Search code examples
algorithmlarge-data

Divide Huge Array of Numbers in Buckets


Given a Huge Array of Numbers( Say 1 trillion ). How can you divide them in say N Buckets each having some range. Cases : 1. Assuming Distribution is Non-Uniform 2. Assuming Distribution is Uniform.


Solution

  • If non uniform, and you want equal # of buckets, simply make your own hashtable w/ your own lambda value.

    If you have 1000 numbers from 1-1000, and you want 10 buckets, simply give a hashcode of 1-100 to be 0, and 101-200 to be 1. This is really easy to do - you can just do (maxNum (in first instance it's 100) -1)/100 (which is 1000/numOfBuckets) to find the index of the array inside of your hash table.

    If you want to have even distribution - that's a little harder. You're going to have to first take in with the previous uneven distribution, and then rehash so each bucket has the same # of numbers.

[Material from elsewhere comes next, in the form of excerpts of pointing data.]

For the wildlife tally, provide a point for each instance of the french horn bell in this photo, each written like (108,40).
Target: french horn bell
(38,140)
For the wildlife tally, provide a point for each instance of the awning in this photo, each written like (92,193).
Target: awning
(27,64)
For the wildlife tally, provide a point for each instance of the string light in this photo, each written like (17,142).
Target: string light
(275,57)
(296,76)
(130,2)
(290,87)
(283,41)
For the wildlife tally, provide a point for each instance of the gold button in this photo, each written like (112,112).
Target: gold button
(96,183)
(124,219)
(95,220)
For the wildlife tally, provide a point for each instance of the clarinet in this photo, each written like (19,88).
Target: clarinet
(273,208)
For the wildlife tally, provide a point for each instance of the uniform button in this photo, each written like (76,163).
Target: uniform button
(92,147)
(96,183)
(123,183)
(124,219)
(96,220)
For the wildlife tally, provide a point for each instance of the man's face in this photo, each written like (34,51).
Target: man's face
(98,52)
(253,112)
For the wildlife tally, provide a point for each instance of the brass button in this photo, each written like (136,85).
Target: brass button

    To rehash, simply take the # of numbers (iterate through each bucket, finding size, and add) and then divide by # of buckets. Now you have the new lambda value. If you don't care about the range being not uniform(as in 1-10, 11-20, instead of 1-15, 15-20, etc), then iterate through your old hashtable and add into a new hashtable w/ the new lambda value, filling sequentially - that's the closest you'll get(sometimes you'll get -1 from lambda value).

    If you don't care much about the original uneven distribution but equal range, simply just take the number of numbers you have, sort using some easy sort like quicksort, and then put (lambda value)# of numbers in each bucket.

    Not sure if that's what you mean, but hope this helps.